Cohomology of Complex Manifolds

Abstract

In this chapter, we study cohomological properties of compact complex manifolds. In particular, we are concerned with studying the Bott-Chern cohomology, which, in a sense, constitutes a bridge between the de Rham cohomology and the Dolbeault cohomology of a complex manifold.In Sect. 2.1, we recall some definitions and results on the Bott-Chern and Aeppli cohomologies, see, e.g., Schweitzer (Autour de la cohomologie de Bott-Chern, arXiv:0709.3528 [math.AG], 2007), and on the $$\partial \overline{\partial }$$ -Lemma, referring to Deligne et al. (Invent. Math. 29(3):245–274, 1975).
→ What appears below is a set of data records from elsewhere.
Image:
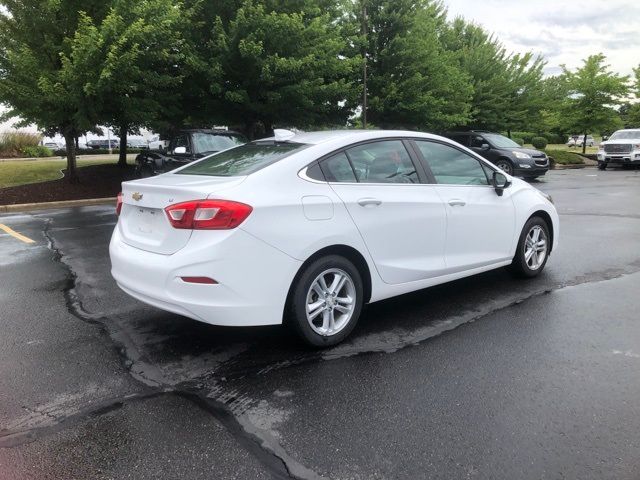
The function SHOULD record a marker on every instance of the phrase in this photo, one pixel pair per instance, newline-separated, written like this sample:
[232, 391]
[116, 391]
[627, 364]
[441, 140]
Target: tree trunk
[268, 128]
[70, 143]
[122, 159]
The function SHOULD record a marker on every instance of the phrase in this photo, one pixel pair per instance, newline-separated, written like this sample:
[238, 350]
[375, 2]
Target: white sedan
[306, 228]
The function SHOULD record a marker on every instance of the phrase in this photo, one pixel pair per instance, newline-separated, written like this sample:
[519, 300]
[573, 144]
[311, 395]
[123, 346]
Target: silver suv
[622, 148]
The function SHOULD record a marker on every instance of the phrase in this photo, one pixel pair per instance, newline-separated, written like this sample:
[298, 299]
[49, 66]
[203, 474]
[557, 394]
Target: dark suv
[504, 153]
[185, 147]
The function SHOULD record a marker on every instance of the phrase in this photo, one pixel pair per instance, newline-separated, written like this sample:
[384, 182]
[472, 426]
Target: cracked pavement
[486, 377]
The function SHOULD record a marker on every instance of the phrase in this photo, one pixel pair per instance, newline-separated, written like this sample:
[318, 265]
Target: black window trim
[455, 146]
[423, 176]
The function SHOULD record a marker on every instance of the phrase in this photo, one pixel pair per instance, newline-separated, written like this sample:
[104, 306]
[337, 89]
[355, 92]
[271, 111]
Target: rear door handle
[365, 202]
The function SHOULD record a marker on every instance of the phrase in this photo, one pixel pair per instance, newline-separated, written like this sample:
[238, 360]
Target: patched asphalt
[486, 377]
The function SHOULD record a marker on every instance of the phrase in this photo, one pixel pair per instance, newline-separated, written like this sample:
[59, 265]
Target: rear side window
[243, 160]
[386, 161]
[451, 166]
[461, 139]
[338, 169]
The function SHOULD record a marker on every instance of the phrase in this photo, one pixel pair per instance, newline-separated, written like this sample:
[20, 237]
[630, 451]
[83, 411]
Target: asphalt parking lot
[487, 377]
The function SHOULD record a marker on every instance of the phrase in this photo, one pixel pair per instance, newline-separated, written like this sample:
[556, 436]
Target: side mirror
[500, 182]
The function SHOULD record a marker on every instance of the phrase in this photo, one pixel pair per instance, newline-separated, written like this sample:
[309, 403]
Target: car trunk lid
[143, 222]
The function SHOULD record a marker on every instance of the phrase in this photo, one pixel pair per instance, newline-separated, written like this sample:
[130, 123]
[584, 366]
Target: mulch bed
[96, 181]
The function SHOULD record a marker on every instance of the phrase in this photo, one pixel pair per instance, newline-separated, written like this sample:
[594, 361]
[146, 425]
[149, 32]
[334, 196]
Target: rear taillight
[207, 214]
[119, 204]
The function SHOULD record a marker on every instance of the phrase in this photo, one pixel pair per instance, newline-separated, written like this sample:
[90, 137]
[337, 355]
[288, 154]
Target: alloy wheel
[535, 247]
[331, 300]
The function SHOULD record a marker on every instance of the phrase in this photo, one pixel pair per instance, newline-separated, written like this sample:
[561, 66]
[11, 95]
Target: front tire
[533, 248]
[326, 301]
[505, 165]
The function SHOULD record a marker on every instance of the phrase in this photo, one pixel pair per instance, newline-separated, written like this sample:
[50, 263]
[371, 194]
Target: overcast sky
[564, 31]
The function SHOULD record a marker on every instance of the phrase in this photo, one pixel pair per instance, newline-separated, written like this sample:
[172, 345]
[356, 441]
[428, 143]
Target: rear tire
[326, 301]
[533, 248]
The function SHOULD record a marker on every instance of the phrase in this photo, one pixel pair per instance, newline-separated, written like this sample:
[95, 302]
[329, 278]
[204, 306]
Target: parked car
[622, 148]
[578, 140]
[307, 228]
[54, 146]
[103, 144]
[504, 153]
[137, 143]
[185, 147]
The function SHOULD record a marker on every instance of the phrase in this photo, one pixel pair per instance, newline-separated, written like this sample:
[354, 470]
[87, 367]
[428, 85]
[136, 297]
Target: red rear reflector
[207, 214]
[119, 204]
[205, 280]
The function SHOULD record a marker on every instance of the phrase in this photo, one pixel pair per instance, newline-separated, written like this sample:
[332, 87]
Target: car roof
[326, 136]
[209, 130]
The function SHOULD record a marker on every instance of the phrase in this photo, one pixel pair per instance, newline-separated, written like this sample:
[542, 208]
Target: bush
[554, 138]
[565, 158]
[539, 142]
[12, 143]
[36, 151]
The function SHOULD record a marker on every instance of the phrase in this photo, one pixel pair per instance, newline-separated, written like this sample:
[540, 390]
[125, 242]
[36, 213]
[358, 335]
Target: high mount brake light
[119, 204]
[207, 214]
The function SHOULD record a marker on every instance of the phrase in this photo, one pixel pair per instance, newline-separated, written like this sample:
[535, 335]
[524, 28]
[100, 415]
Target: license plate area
[146, 220]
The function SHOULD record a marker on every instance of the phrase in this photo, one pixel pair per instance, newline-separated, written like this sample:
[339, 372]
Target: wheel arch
[547, 218]
[345, 251]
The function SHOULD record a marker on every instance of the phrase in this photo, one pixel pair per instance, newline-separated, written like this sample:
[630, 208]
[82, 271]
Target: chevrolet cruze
[307, 228]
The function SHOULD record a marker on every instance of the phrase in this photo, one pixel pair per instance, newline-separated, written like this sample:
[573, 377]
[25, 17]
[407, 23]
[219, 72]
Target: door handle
[365, 202]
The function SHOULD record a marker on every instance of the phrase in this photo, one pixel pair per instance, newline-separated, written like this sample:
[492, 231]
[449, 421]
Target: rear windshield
[625, 135]
[500, 141]
[207, 142]
[242, 160]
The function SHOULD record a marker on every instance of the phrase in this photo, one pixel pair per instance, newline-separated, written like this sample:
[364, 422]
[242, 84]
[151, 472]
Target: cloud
[563, 32]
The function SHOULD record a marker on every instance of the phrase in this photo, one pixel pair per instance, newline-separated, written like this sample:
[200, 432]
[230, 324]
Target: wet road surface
[486, 377]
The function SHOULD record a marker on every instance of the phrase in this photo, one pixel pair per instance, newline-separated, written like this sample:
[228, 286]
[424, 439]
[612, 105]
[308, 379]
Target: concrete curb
[25, 207]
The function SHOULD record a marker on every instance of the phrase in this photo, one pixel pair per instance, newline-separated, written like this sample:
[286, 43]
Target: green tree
[38, 80]
[413, 81]
[506, 88]
[279, 63]
[132, 63]
[593, 93]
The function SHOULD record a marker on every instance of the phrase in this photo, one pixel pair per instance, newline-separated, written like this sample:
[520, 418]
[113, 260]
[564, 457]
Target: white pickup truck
[621, 148]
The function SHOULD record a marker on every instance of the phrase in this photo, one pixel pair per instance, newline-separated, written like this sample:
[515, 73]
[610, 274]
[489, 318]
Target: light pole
[364, 65]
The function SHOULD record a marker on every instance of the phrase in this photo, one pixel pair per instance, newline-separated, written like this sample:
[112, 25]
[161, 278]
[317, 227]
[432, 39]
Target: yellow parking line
[15, 234]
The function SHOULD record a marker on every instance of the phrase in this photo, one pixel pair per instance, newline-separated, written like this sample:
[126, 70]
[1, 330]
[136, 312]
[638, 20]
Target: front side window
[451, 166]
[243, 160]
[382, 162]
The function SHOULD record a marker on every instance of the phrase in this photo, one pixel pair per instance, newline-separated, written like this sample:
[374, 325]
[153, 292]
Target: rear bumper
[253, 278]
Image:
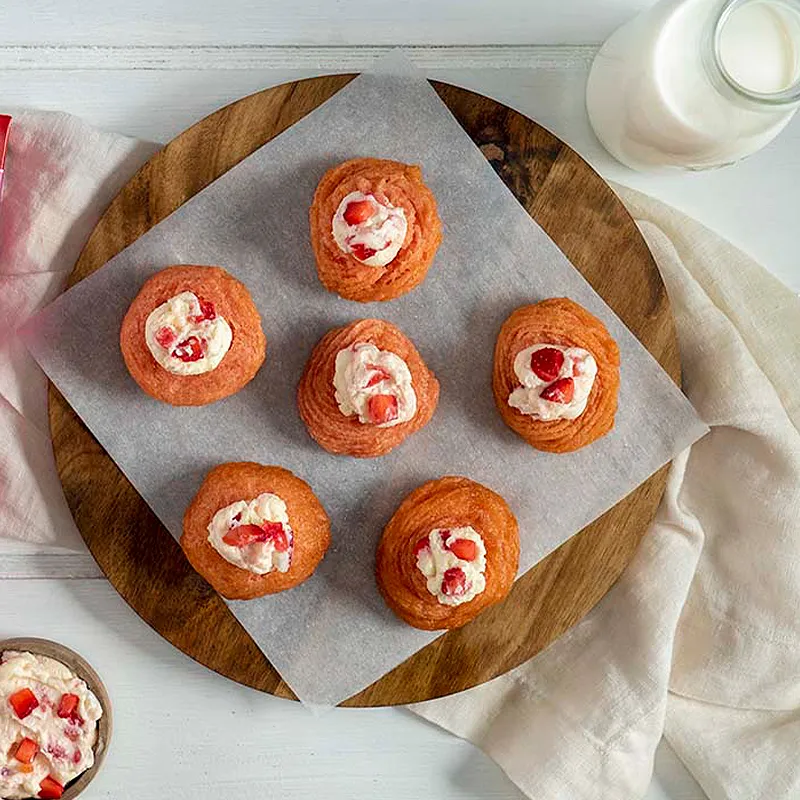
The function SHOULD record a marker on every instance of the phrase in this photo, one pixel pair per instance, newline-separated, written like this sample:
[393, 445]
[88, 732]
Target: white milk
[682, 86]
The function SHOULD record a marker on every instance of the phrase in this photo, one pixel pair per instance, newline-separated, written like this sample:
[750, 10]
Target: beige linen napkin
[699, 637]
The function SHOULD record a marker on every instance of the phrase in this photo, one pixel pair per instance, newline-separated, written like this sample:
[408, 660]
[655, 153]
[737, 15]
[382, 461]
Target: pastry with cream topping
[253, 530]
[365, 389]
[375, 229]
[450, 551]
[556, 375]
[192, 336]
[48, 726]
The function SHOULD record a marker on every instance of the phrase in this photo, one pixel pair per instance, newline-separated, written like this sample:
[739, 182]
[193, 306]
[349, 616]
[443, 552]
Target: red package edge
[5, 124]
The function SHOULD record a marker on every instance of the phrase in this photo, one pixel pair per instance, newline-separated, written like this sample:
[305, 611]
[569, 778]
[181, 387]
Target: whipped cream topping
[186, 336]
[254, 535]
[62, 732]
[553, 386]
[371, 231]
[453, 561]
[374, 384]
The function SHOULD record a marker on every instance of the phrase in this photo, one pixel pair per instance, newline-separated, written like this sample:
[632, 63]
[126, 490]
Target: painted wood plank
[311, 22]
[244, 57]
[752, 203]
[183, 731]
[49, 565]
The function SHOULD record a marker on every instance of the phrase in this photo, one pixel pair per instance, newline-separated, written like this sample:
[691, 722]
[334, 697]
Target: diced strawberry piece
[578, 365]
[67, 705]
[190, 349]
[361, 251]
[463, 548]
[277, 533]
[382, 408]
[358, 211]
[422, 544]
[243, 535]
[50, 789]
[207, 311]
[23, 702]
[26, 751]
[166, 337]
[380, 375]
[561, 391]
[454, 582]
[546, 363]
[56, 750]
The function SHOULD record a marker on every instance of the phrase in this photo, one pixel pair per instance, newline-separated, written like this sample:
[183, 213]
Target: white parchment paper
[332, 636]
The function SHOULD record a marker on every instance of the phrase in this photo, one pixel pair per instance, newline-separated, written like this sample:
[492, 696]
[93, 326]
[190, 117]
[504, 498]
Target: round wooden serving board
[146, 565]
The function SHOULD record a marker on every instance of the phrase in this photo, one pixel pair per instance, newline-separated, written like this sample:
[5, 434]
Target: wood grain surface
[582, 215]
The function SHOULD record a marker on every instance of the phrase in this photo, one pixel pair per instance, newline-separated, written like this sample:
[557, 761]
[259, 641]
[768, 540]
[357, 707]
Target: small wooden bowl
[58, 652]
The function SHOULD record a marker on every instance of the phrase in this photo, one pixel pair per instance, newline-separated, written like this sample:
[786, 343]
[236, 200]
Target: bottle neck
[729, 84]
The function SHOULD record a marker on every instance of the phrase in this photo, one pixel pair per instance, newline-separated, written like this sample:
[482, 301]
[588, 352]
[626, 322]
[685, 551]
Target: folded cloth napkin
[60, 176]
[698, 639]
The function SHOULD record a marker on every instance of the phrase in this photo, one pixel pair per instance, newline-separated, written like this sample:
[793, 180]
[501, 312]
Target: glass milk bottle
[696, 84]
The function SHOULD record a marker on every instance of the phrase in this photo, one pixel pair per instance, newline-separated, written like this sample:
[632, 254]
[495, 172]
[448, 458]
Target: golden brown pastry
[365, 389]
[253, 530]
[374, 229]
[556, 375]
[192, 336]
[450, 551]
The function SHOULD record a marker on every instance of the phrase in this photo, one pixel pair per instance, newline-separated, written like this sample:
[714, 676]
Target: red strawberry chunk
[361, 251]
[50, 789]
[358, 211]
[463, 548]
[67, 706]
[243, 535]
[190, 349]
[422, 544]
[561, 391]
[56, 750]
[578, 365]
[166, 337]
[380, 375]
[23, 702]
[277, 533]
[26, 751]
[207, 311]
[382, 408]
[546, 363]
[455, 582]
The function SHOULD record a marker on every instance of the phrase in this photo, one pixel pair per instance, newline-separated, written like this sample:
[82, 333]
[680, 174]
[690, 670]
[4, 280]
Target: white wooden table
[146, 70]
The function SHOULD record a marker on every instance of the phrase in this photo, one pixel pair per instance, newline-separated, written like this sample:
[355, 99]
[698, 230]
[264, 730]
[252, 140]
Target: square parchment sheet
[332, 636]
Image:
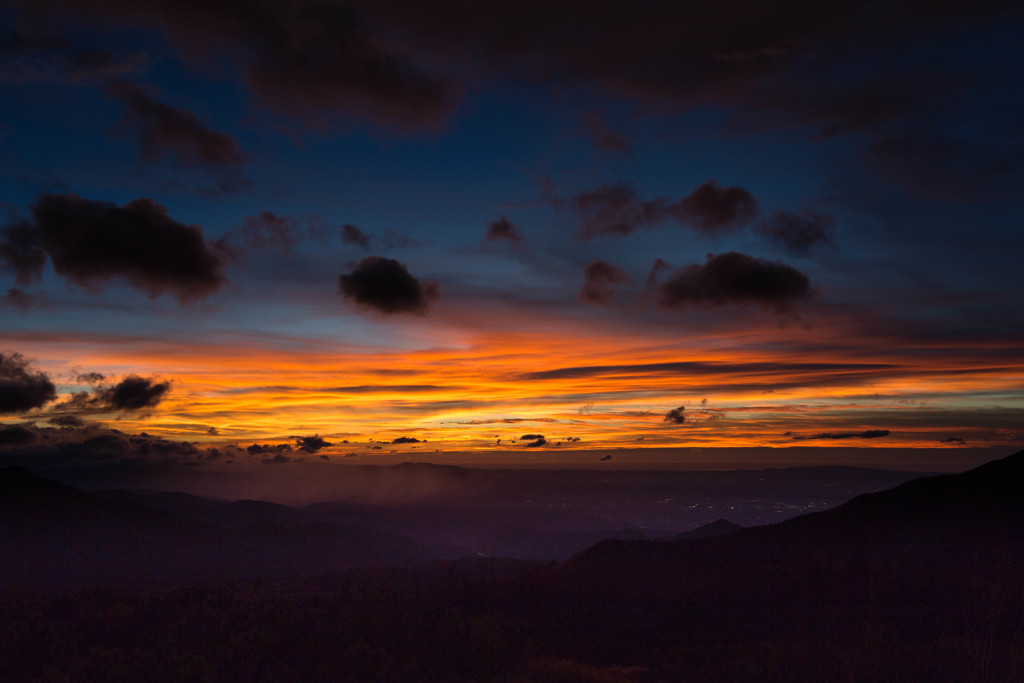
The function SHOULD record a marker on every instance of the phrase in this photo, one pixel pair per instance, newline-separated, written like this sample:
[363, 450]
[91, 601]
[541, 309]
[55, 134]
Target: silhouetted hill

In Sect. 2.2, we provide an inequality à la Frölicher for the Bott-Chern cohomology, Theorem 2.13, which also allows to characterize the validity of the $$\partial \overline{\partial }$$ -Lemma in terms of the dimensions of the Bott-Chern cohomology groups, Theorem 2.14; the proof of such inequality is based on two exact sequences, firstly considered by J. Varouchas in (Propriétés cohomologiques d’une classe de variétés analytiques complexes compactes, Séminaire d’analyse P. Lelong-P. Dolbeault-H. Skoda, années 1983/1984, Lecture Notes in Math., vol. 1198, Springer, Berlin, 1986, pp. 233–243). Finally, in Appendix: Cohomological Properties of Generalized Complex Manifolds, we consider how to extend such results to the symplectic and generalized complex contexts.